Sunday, July 12, 2015
First 5 Pages July Workshop - Wheeler Rev 1
Name: Eric Wheeler
Genre: Middle Grade
Title: Olivia Boogieman
My stomach turns summersaults as the cursive letters on the white board taunt me. The words “Family day” appear to pirouette behind Ms. Santiago. My family tends to be scatterbrained at times so I hope they forgot about today even though I saw it at home this morning on our calendar, written clearly in red ink, circled, underlined, and in hieroglyphics.
Hanging from the ceiling are paper mache planets circling an orange Sun. The tiny chairs with desks coming off the side are in a row. I sit in my desk just as the other kids file into the room, laughing and having a good time. They make their ways to their desks and continue to talk with each other, but nobody talks to me. Gordon is big boned and squeezes into his desk, his belly squishes against the wood top. The desks are becoming too small for all us now that we are in the fifth grade but Gordon looks like he’s about to burst.
“Just sit at the art supply table.” Ms. Santiago directs Gordon with her hand. Gordon squeezes out of the seat with a popping sound and lumbers to the art supply table where he sits in an adult chair amongst the paintbrushes and crayons.

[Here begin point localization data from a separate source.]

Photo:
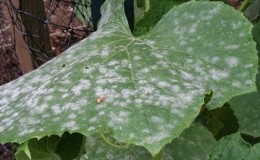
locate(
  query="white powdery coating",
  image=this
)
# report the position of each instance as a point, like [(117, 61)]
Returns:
[(117, 119), (232, 47), (82, 85), (248, 65), (56, 109), (163, 84), (186, 75), (236, 84), (156, 138), (232, 61), (217, 74), (236, 25), (157, 120)]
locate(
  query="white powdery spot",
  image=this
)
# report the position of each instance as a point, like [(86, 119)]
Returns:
[(232, 47), (2, 128), (215, 60), (193, 28), (214, 10), (126, 93), (93, 119), (56, 109), (137, 58), (113, 62), (236, 25), (236, 84), (217, 74), (249, 82), (149, 42), (156, 138), (157, 120), (175, 88), (163, 84), (232, 61), (189, 49), (117, 119), (186, 75), (104, 52), (248, 65), (185, 98), (68, 125), (146, 130), (72, 116), (92, 128), (242, 34), (82, 85), (40, 109), (182, 42)]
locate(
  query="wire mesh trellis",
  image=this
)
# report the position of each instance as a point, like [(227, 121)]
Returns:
[(50, 31)]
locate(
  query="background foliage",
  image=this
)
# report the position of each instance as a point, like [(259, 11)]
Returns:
[(224, 127)]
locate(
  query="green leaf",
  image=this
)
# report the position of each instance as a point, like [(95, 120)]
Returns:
[(156, 10), (82, 11), (246, 108), (98, 149), (152, 87), (234, 147), (252, 11), (66, 147), (195, 140), (220, 121)]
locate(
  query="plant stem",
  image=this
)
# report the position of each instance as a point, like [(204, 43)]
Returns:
[(243, 5)]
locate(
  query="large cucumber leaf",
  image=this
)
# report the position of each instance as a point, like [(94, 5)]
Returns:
[(141, 90)]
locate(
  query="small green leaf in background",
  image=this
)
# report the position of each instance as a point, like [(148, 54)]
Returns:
[(247, 108), (196, 140), (157, 8), (252, 12), (233, 147), (153, 86), (220, 121), (82, 11), (54, 147), (194, 143), (98, 149)]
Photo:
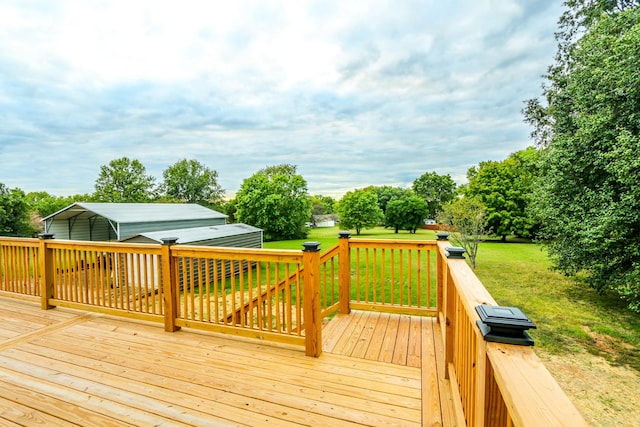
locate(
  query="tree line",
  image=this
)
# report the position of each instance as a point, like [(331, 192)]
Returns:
[(577, 189)]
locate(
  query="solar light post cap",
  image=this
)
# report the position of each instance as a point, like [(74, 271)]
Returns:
[(454, 252), (507, 325)]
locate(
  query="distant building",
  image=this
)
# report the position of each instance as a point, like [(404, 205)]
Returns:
[(117, 221)]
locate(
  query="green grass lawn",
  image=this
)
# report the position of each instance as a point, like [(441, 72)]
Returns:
[(569, 315)]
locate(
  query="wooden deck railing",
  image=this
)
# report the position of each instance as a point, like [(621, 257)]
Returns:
[(493, 384), (284, 295)]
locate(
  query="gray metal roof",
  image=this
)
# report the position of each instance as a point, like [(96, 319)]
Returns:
[(197, 234), (137, 212)]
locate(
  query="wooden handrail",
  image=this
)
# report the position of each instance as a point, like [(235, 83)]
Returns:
[(497, 384), (494, 384)]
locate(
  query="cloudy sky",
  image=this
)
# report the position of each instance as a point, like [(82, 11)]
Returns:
[(354, 93)]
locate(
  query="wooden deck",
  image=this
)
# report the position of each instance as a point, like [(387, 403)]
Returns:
[(65, 367)]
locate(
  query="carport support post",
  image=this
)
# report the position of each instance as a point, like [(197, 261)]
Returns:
[(311, 299), (171, 290), (344, 273), (47, 272)]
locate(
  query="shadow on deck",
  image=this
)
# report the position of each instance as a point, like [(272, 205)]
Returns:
[(65, 367)]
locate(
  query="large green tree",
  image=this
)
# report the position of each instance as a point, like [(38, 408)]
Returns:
[(589, 196), (276, 200), (359, 209), (14, 213), (322, 205), (387, 193), (124, 180), (192, 182), (505, 189), (436, 190), (44, 204), (406, 213)]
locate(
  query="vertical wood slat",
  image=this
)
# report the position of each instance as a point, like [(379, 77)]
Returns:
[(170, 287), (311, 299)]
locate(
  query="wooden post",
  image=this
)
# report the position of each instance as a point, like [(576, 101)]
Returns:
[(171, 289), (344, 273), (311, 299), (440, 274), (47, 271)]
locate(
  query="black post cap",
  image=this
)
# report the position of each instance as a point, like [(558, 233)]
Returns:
[(507, 325), (311, 246), (454, 252)]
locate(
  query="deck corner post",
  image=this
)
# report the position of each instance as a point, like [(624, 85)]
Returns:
[(311, 299), (46, 271), (344, 275), (170, 285)]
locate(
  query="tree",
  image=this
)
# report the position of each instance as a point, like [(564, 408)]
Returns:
[(465, 220), (322, 205), (122, 181), (589, 196), (359, 209), (192, 182), (14, 213), (44, 204), (387, 193), (436, 190), (407, 213), (505, 190), (276, 200)]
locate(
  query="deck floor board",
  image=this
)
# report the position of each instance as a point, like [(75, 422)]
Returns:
[(68, 368)]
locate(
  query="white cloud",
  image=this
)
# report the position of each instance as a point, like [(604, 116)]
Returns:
[(356, 93)]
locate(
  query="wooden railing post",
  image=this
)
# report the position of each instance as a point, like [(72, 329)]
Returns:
[(344, 273), (171, 289), (311, 299), (47, 271), (441, 265)]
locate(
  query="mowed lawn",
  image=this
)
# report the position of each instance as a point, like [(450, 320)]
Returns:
[(589, 342)]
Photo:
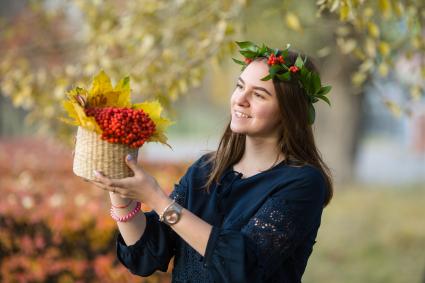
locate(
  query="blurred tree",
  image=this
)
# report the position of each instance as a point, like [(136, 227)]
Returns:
[(48, 47)]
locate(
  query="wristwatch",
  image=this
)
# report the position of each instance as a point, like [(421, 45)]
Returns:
[(171, 214)]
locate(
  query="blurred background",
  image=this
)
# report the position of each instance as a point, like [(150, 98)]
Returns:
[(56, 228)]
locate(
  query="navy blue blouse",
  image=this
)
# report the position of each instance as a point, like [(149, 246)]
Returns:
[(264, 227)]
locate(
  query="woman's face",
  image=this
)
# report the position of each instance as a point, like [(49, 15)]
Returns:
[(253, 105)]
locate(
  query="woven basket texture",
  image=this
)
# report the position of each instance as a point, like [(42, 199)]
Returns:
[(93, 153)]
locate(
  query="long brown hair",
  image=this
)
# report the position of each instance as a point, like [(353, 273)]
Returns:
[(296, 139)]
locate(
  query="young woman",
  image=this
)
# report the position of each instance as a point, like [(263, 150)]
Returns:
[(249, 211)]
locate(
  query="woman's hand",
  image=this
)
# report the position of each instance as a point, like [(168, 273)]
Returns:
[(142, 186)]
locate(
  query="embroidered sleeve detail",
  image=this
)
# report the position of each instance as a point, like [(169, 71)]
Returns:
[(273, 228)]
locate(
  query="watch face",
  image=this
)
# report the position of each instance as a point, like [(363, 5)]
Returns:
[(172, 217)]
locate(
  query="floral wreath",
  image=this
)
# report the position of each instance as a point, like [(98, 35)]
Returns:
[(308, 80)]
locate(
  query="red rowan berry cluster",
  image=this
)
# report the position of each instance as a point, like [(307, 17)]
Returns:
[(123, 125), (275, 60)]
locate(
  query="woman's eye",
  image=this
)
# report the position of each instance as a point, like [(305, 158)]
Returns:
[(258, 95)]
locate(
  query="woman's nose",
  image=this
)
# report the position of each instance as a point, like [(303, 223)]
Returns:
[(242, 98)]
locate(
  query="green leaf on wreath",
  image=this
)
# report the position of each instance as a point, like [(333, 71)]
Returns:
[(311, 114), (324, 90), (266, 78), (285, 76), (299, 62), (245, 44), (248, 53), (324, 98), (239, 62), (316, 83)]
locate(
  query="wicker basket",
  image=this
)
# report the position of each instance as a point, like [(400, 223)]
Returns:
[(93, 153)]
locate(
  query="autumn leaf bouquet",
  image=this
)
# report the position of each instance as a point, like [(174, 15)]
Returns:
[(110, 126)]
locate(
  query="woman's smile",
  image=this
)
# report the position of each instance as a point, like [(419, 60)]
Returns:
[(241, 115)]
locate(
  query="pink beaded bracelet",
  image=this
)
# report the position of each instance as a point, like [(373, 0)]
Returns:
[(127, 217)]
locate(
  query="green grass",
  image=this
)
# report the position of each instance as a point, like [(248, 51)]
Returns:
[(371, 235)]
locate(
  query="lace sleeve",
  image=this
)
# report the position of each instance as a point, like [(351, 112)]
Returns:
[(270, 236)]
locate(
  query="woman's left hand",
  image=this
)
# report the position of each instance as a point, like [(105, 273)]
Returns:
[(142, 186)]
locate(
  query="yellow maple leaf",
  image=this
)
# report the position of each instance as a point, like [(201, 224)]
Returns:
[(102, 94), (154, 109)]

“Quiet down students,” Ms. Santiago says once everyone takes their seats. She opens the door and the parents parade in. Most of the students brought their mothers but a few single dads shuffle into the room. Gordon’s parents are the last to come through the door and I sigh with relief when my parents are not here. Maybe they forgot.
A woman pulls a chair next to me. She has short brown hair that matches her eyes. “Hello, you must be Olivia Boogieman, I heard about you. I’m Tessa’s mom.” She pushes her chair so uncomfortably close I smell the coffee on her breath and see her tongue stained white from the excessive cream. Scooting back in my chair, I give myself room. Of course, Tattletale Tessa Thompson told her about me, she can’t keep her big mouth shut.
“What a peculiar surname you have.” Mrs. Thompson lifts her nose in the air as if she’s sniffing out my pedigree. If she wants to see peculiar, she should meet my family.
It’s like she wants to keep the conversation going because she keeps talking to me, leaning in closer with each word she speaks. “I’m a social worker. What do your parents do?”
“Um,” I stammer. The blush rises in my cheeks. What do I say? Mom is a stay at home mummy and Dad works nights?
“Why don’t we get started?” Miss Santiago says as she leans against her desk. The words “Family Day,” appear to dance behind her on the whiteboard.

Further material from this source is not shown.